Here is a link to a blog posting by Bob Wells about wilderness self-defense against large predators, such as mountain lions and bears. Bob spent much of his life in Alaska, now lives in wilderness areas in the Western U.S., and has great experience on this particular subject.

Large predator self-defense by Bob Wells

The striking thing about Bob’s recommendations, for those who know wilderness from TV, is that he does not recommend firearms of any kind for this purpose. Bob owns and uses such weapons, but he gives practical and experience-based reasons why they fail against attacking mountain lions or bears.

I disagree with Bob on the use of such weapons for self defense against human predators. I respect Bob a great deal for many reasons including his long experience in wild nature. However, my own experience includes living for about twelve years in neighborhoods that other white people typically fear and growing up around violent people. I lost that fear of neighborhoods the same way Bob lost his fear of wild places: by living there. I now see those neighborhoods as much less threatening than do those only see them on the TV news.

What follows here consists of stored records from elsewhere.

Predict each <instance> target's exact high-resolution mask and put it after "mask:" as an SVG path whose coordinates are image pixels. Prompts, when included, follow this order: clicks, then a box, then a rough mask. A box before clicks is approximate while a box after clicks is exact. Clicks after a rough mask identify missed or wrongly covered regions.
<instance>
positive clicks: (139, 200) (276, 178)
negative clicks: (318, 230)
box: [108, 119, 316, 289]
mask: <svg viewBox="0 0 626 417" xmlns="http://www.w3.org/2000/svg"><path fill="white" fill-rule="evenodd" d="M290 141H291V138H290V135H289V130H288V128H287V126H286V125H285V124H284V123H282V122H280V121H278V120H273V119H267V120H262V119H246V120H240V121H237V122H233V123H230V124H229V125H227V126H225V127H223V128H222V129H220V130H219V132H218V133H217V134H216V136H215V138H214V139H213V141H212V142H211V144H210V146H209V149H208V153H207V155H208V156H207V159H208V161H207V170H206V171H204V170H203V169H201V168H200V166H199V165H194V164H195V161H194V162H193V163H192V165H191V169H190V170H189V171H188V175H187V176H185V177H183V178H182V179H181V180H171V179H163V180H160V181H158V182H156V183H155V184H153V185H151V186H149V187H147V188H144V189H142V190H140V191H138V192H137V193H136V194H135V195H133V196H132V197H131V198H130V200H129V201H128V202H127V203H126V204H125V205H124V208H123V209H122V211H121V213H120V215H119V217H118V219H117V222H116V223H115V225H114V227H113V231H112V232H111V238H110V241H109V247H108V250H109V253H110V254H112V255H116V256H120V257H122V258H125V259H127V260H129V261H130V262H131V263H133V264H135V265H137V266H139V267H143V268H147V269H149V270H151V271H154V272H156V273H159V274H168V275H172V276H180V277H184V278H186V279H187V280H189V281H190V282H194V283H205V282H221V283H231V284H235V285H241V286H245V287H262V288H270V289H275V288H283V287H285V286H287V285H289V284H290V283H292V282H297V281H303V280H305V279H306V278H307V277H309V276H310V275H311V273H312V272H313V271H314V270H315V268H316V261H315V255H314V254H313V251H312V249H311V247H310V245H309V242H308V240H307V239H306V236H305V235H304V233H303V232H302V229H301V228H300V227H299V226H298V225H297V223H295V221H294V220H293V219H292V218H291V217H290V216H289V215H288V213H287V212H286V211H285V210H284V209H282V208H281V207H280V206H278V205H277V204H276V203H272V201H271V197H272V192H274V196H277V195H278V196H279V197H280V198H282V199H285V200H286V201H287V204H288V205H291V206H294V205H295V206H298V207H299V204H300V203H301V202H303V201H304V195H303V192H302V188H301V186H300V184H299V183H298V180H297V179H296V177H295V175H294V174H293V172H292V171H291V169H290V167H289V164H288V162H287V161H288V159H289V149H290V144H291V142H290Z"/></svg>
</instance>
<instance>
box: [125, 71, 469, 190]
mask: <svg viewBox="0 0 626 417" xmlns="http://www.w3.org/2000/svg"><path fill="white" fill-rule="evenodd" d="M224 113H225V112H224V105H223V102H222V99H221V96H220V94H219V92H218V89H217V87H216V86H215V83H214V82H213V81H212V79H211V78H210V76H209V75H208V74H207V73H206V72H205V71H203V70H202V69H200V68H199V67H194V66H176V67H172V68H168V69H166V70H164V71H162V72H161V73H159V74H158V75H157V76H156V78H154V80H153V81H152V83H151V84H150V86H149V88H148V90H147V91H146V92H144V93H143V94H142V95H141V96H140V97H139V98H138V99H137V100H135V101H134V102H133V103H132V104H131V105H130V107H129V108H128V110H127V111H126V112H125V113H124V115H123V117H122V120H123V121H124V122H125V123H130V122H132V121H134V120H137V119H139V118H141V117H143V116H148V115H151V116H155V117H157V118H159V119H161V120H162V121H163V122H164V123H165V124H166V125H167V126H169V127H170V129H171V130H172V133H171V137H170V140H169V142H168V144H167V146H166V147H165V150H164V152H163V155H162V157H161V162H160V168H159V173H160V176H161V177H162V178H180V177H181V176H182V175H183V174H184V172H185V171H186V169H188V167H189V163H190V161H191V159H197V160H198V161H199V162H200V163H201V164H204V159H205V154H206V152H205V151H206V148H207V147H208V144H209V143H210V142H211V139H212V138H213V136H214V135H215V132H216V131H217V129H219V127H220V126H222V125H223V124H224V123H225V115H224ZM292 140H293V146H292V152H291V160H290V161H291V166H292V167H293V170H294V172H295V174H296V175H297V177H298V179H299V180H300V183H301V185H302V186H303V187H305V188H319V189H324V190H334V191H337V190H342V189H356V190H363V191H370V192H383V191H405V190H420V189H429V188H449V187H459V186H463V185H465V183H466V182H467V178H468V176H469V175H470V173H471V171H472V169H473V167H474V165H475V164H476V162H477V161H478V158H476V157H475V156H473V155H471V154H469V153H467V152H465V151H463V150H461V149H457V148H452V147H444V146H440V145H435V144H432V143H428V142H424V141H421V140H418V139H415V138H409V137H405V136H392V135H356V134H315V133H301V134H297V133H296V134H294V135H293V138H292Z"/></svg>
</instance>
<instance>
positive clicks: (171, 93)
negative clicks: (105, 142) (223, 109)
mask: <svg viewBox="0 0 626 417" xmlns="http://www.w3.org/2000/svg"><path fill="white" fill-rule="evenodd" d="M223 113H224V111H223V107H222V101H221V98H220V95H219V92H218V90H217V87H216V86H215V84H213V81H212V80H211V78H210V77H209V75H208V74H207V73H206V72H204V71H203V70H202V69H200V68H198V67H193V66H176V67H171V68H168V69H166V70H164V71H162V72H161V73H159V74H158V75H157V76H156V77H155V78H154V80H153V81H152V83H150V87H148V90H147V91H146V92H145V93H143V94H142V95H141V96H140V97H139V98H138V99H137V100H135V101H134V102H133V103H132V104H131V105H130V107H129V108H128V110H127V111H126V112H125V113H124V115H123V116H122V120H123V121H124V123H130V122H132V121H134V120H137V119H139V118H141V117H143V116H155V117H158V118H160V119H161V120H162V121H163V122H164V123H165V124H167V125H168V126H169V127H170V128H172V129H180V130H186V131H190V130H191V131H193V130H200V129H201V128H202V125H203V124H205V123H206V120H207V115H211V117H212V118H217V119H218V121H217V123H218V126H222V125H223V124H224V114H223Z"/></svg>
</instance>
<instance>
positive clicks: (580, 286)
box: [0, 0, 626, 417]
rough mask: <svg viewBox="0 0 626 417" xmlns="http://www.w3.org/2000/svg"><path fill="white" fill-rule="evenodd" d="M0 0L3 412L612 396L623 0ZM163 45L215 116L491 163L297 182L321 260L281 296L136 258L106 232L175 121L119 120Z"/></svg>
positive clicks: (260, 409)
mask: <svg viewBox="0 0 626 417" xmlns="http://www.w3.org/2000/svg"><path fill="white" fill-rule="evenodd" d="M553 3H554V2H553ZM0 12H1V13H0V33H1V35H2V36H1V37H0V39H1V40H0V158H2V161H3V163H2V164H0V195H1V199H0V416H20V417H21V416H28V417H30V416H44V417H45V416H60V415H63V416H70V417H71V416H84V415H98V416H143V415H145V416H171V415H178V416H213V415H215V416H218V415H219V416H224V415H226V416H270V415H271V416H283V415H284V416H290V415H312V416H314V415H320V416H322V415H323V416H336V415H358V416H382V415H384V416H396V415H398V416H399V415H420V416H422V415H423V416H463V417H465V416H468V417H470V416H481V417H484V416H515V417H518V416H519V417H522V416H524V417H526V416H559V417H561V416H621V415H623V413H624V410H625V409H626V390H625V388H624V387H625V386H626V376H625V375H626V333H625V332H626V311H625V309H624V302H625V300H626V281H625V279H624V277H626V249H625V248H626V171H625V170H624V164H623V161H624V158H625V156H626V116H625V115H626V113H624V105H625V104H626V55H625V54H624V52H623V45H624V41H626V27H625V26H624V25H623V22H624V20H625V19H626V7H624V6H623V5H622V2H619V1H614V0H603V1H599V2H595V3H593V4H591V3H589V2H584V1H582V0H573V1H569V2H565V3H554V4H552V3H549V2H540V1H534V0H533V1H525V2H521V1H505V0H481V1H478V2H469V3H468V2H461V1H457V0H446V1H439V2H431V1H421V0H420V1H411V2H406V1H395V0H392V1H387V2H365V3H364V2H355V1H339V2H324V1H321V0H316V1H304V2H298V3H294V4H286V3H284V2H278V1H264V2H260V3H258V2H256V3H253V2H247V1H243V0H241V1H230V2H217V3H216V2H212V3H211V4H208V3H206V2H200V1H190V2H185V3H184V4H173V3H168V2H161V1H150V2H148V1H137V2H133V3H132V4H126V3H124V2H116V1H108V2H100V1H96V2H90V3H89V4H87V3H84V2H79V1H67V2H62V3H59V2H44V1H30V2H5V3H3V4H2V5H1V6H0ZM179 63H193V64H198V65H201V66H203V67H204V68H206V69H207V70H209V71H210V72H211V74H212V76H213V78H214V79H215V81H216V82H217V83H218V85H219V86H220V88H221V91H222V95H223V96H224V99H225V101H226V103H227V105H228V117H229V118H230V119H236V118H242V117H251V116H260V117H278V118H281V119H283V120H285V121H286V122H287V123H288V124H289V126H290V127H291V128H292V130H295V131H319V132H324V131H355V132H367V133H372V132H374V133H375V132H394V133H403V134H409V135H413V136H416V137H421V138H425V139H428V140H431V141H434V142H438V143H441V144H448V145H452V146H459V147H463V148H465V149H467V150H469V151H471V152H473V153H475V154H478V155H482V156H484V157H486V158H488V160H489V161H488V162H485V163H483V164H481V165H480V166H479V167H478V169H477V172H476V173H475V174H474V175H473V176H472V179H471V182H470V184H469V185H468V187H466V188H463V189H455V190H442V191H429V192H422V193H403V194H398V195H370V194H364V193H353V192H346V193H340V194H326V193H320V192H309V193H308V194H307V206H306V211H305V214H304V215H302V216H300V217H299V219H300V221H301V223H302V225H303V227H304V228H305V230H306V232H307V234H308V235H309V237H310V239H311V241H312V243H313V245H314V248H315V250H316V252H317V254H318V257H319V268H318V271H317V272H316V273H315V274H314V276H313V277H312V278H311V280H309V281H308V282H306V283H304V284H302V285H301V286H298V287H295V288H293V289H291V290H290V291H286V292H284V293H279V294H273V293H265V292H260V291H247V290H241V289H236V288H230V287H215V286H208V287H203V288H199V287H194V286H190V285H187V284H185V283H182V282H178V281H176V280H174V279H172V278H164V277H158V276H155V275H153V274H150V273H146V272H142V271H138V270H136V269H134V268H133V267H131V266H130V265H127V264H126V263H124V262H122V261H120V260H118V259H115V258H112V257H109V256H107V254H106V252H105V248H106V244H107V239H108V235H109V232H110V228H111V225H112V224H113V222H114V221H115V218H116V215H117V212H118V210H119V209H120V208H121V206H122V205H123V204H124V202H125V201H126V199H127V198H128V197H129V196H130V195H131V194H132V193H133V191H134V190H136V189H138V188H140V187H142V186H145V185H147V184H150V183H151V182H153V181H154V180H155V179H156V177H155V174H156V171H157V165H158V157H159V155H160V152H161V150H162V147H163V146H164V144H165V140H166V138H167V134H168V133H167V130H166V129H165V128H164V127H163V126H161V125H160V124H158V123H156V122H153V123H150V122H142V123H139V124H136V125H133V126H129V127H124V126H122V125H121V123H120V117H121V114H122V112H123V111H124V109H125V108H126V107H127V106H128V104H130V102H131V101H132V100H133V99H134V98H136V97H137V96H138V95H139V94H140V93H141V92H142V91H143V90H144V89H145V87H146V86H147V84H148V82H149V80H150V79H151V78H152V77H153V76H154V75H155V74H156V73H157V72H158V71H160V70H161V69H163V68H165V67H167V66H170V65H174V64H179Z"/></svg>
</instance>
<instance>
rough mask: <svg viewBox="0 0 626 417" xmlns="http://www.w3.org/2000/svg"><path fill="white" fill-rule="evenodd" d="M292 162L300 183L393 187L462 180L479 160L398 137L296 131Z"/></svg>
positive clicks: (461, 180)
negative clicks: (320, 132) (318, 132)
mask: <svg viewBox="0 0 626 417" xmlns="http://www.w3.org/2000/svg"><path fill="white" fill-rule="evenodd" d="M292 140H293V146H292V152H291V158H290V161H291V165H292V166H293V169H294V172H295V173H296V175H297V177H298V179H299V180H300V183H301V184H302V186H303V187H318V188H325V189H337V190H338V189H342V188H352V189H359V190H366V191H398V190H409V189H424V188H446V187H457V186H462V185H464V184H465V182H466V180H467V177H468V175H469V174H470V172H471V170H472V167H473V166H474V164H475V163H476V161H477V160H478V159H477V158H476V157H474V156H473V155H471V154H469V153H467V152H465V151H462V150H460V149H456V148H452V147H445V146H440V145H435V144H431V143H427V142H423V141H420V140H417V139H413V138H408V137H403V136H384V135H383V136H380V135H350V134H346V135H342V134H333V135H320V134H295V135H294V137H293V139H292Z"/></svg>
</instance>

What struck me as I read Bob’s posting was that every one of his reasons not to carry firearms for defense against wild animals applies just as well to dangerous people, regardless of location. The ease of carrying, ease and speed of operation, and the issue of wounded animals (or people) becoming more dangerous apply to all situations. I’ll add another issue with humans. Bear spray, mace, or tasers are more easily hidden than any pistol large enough to do damage. The act of carrying any firearm, openly or supposedly concealed, can be construed by the distorted mind of a human predator as a threat. That predator then becomes more likely to act to neutralize the threat. Remember that you do not own the only weapon in any given neighborhood.

Someone mentioned another point in the comments. A bear that has encountered bear spray will be less prone to attacking another person. If that bear is killed and then replaced by another bear, the second bear does not know to fear humans. The same applies to people. If a dangerous person knows from experience that any person, no matter how harmless in appearance, can bring him intense pain and suffering accompanied by humiliation in the eyes of his peers, that is a deterrent. Based on my own experience, I believe it’s a better deterrent than the threat of death. Those predators are mostly addicts, and many of them would welcome death. Pain and humiliation are another matter.

In short, Bob Wells has great experience and intelligence in the wilderness. Pay attention to his know-how with regard to four-legged predators. I have enough experience in places with dangerous humans (almost anywhere, realistically) to make a credible statement that Bob’s ideas apply there as well.